Facebook’s efforts to become a publishing platform are not unique. Instead of publishing posts on their own blogs, many of the best writers in tech journalism are now publishing on Medium, a site completely owned and controlled by one company. Why? Because the experience of writing and reading is so much better on Medium.
It’s not just consumers who are shifting toward platforms that are more engaging, easier to use, and yet more controlled.
In corporations, Slack is taking off like an F-18 engaging its afterburners. VentureBeat is testing it out, and it’s easy for me to see why people view it as the long-awaited email killer: Slack is fast, fun, and works almost exactly the same way on a variety of devices.
If it can kill email, that’s a good thing, because most people hate email. There’s too much of it, it’s inefficient, and it’s no fun.
But we lose something when we move from the open Web to Facebook, or from email to Slack. What we lose is the ability to build tools that interoperate with our new platforms without first having to ask permission.
That’s not how the Internet was built: It was designed by groups of people discussing and gradually coming to consensus on what standards should govern various technologies.

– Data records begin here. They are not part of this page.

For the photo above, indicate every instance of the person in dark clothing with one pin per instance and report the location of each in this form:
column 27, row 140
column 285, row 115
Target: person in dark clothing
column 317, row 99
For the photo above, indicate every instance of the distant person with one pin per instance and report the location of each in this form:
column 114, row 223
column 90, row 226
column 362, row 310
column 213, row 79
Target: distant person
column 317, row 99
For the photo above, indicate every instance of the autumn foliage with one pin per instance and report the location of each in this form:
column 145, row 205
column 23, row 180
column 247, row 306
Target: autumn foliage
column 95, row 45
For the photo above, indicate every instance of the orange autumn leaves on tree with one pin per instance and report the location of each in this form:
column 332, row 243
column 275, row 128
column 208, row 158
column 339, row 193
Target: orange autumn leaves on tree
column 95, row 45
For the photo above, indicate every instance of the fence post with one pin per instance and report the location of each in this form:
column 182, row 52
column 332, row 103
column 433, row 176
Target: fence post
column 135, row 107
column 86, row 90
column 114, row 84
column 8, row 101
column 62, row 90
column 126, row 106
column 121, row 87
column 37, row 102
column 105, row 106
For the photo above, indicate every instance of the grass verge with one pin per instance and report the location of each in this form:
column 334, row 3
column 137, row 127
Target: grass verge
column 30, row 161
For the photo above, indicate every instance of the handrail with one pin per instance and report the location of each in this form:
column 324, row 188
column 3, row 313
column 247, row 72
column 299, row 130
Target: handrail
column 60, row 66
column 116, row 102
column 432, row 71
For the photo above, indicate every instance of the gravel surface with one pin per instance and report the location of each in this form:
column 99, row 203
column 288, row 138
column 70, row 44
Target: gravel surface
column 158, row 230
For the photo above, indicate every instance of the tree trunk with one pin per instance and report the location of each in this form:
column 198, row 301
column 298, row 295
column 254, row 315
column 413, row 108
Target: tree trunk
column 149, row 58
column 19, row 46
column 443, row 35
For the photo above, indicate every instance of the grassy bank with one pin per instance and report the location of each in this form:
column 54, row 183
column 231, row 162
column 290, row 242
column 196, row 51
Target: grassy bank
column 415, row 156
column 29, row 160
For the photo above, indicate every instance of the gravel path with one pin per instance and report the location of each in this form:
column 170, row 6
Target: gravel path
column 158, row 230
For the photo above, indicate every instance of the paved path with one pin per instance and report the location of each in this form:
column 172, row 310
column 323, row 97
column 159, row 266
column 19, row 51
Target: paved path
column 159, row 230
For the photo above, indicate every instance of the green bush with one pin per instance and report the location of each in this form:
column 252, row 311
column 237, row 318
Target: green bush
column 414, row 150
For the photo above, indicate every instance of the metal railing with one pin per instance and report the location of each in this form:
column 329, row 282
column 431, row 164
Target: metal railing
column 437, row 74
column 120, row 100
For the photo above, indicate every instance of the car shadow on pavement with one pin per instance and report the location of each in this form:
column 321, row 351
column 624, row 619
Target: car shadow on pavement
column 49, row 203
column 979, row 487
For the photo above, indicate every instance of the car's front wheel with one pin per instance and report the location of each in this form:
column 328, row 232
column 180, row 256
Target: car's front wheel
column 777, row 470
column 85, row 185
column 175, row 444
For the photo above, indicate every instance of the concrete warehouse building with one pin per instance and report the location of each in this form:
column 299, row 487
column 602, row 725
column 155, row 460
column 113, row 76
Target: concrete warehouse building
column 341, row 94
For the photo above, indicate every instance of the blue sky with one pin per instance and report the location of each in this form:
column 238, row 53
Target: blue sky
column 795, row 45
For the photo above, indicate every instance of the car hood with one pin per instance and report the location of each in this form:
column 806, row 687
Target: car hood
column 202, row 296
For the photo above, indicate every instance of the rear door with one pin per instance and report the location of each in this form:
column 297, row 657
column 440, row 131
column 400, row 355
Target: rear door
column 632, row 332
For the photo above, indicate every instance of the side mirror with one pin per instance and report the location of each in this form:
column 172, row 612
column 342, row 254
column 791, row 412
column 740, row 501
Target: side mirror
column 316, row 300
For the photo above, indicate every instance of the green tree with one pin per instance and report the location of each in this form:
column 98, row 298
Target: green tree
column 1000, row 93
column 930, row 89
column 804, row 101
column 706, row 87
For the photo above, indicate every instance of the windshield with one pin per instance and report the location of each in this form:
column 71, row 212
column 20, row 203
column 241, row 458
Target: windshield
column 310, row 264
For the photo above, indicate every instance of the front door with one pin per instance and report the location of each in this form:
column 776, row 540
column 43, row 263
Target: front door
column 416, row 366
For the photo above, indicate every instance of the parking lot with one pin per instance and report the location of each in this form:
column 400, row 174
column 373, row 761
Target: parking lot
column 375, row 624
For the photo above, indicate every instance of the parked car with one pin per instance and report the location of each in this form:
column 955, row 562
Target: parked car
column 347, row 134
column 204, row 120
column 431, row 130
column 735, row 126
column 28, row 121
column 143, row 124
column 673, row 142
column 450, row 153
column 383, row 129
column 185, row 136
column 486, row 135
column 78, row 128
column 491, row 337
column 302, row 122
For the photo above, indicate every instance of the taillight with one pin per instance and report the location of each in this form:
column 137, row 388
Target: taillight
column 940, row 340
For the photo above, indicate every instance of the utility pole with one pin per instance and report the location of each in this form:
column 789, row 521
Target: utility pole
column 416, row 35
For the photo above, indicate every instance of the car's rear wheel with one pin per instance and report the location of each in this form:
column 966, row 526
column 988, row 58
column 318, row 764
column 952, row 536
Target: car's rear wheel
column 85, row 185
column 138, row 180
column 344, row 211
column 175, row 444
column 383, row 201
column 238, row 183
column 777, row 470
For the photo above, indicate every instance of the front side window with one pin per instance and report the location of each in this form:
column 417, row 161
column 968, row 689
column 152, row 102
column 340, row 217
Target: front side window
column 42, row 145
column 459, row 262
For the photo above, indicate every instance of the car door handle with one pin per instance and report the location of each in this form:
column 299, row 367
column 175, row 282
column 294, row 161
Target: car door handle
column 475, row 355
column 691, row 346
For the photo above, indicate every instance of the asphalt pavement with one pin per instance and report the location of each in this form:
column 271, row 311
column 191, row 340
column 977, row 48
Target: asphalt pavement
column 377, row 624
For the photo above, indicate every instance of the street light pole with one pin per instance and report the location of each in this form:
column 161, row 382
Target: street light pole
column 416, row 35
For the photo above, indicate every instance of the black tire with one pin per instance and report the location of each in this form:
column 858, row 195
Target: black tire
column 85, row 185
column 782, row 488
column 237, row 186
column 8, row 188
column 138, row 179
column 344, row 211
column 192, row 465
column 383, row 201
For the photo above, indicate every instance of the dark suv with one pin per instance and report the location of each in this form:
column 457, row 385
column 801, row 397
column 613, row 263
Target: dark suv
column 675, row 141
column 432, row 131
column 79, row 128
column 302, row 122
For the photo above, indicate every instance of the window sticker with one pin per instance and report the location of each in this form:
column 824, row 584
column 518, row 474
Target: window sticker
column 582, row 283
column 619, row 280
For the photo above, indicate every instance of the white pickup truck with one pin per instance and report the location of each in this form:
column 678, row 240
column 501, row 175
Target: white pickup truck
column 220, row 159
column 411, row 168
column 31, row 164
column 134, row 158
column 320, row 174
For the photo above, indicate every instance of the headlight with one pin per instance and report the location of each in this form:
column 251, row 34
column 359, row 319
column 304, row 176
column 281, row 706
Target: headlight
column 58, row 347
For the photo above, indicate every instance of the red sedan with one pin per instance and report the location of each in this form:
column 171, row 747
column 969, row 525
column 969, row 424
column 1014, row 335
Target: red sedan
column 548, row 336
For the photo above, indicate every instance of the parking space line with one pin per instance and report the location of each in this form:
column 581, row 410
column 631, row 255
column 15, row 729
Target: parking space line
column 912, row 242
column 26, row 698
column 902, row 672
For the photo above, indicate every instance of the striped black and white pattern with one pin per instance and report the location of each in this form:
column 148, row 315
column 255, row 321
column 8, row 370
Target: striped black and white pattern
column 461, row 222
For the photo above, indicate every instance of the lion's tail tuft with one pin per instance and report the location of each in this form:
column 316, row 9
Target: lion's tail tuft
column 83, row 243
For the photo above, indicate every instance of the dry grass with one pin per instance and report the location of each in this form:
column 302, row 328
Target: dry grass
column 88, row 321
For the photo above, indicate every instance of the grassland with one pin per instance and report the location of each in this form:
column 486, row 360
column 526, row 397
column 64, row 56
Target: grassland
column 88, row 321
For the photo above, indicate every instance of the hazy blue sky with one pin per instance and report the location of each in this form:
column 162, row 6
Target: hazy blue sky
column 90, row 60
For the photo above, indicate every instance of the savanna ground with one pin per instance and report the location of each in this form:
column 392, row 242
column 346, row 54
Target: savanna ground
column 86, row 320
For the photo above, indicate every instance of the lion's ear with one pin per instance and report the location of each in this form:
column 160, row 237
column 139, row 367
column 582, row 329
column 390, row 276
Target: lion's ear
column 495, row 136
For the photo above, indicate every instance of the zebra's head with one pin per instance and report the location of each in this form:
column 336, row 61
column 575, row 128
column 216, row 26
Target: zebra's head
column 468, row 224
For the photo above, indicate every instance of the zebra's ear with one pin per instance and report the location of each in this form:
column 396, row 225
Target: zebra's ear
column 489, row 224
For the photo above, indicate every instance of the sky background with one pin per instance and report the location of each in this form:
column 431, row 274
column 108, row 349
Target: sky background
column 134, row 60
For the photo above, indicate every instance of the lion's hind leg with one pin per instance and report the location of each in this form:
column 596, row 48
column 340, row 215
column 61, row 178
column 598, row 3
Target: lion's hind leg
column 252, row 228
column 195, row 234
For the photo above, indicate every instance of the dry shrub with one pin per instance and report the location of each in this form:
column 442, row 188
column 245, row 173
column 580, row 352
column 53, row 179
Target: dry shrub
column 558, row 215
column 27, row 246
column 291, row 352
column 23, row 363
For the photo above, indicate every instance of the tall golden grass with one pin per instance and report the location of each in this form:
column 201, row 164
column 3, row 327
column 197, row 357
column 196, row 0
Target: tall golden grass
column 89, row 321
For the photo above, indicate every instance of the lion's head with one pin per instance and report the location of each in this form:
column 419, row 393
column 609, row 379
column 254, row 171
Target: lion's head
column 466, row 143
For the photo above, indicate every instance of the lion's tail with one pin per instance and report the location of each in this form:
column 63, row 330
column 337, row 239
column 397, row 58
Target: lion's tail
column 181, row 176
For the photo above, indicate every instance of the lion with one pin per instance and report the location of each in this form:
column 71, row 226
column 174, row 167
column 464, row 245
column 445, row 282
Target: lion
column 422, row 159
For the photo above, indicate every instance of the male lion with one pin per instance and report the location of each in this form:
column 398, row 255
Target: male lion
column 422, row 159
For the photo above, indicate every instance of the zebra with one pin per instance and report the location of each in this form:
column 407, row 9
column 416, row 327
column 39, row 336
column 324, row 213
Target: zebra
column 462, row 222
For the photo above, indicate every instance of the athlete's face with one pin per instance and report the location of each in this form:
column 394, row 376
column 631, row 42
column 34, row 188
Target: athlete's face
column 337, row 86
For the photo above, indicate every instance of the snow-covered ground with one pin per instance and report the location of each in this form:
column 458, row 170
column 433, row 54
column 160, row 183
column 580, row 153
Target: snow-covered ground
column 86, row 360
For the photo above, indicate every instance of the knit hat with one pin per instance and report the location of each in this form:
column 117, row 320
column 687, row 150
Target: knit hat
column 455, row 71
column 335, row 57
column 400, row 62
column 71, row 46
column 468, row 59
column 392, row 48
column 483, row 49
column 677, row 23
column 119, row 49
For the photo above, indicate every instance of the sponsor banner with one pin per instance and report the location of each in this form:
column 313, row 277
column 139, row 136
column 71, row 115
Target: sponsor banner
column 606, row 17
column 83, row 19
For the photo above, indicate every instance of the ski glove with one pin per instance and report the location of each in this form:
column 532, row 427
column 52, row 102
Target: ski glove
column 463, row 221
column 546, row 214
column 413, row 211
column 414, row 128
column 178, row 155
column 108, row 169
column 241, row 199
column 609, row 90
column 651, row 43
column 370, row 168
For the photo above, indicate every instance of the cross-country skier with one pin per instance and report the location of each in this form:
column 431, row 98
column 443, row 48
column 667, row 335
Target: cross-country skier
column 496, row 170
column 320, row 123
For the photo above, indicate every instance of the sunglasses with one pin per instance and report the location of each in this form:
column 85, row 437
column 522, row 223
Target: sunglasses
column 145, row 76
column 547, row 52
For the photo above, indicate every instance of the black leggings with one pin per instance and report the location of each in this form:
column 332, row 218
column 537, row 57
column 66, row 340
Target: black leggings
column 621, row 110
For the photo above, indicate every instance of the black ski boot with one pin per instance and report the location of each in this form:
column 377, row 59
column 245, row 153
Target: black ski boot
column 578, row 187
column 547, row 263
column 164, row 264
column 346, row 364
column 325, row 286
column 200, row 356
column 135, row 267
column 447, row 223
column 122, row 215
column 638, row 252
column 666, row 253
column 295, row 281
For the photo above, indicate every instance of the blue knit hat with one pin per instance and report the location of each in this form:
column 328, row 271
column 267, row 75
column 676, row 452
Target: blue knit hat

I’ll grant you, standards are boring. They emerge only out of endless, dull committee meetings. They are difficult to understand without specialized knowledge, and they can be a pain in the ass to implement.
But the upside is that you don’t have to ask permission to build an email client, or a Web browser. You just study the relevant standards, build the best tool you can, and put it out there. If it works well and it is sufficiently compatible with the standards that other people are using, it has a chance of becoming widely adopted.
Where did the Internet fail us?
It’s clear, though, that the standards-driven Internet, for all its interoperability, is leaving people wanting. It’s not clear why.
Facebook is clearly more attractive than the open Web to many people. Instant Articles will only accelerate that trend, keeping more Facebook users inside the Facebook app.
Slack is far better than any email client — and believe me, people have tried to make email clients fast and fun.
And mobile apps, based on device-specific native code, continue to outstrip the growth of universally accessible mobile websites.
The hypothesis I am reluctantly proposing here is that maybe the standards-based Internet can’t deliver a great user experience. Maybe you have to go beyond the Internet’s standards to really delight your customers. Maybe you have to take control of the platform.
I’m not about to make a simplistic distinction between “open” and “closed” systems, because the truth is a lot more complicated. Facebook and Slack are both highly extensible platforms, and they’re open in many ways. Facebook in particular has made every effort to publish APIs and embrace developers, giving programmers the tools to build on top of Facebook with minimal interference or oversight. Slack is easy to extend with integrations that plug it into a variety of other tools, and it’s easy to see it becoming even more extensible in time.
But at the end of the day, these companies own their platforms, and can dictate the terms. Perhaps that is exactly why the customer experience is better there.
But if they’re open and welcoming to developers today, these platform owners could easily change their tune tomorrow.
That’s why nearly every story about Facebook’s Instant Articles includes some kind of comment from the publishers, or from the reporter covering it, about the risks these publishers face. “We’re going in with our eyes open,” the NYT CEO told Recode, somewhat defensively.
It’s an issue for consumers as well as publishers. When Facebook is a publishing platform and your sole source of news, how comfortable do you feel that the news is free and independent?
And for other corporations: When you’ve traded free, open email standards for the nicely designed confines of Slack, will you regret it in 12 months — or five years — when your company owes enormous monthly fees to Slack and there’s no viable alternative?
Or will it simply not matter, because the user experience is so awesome?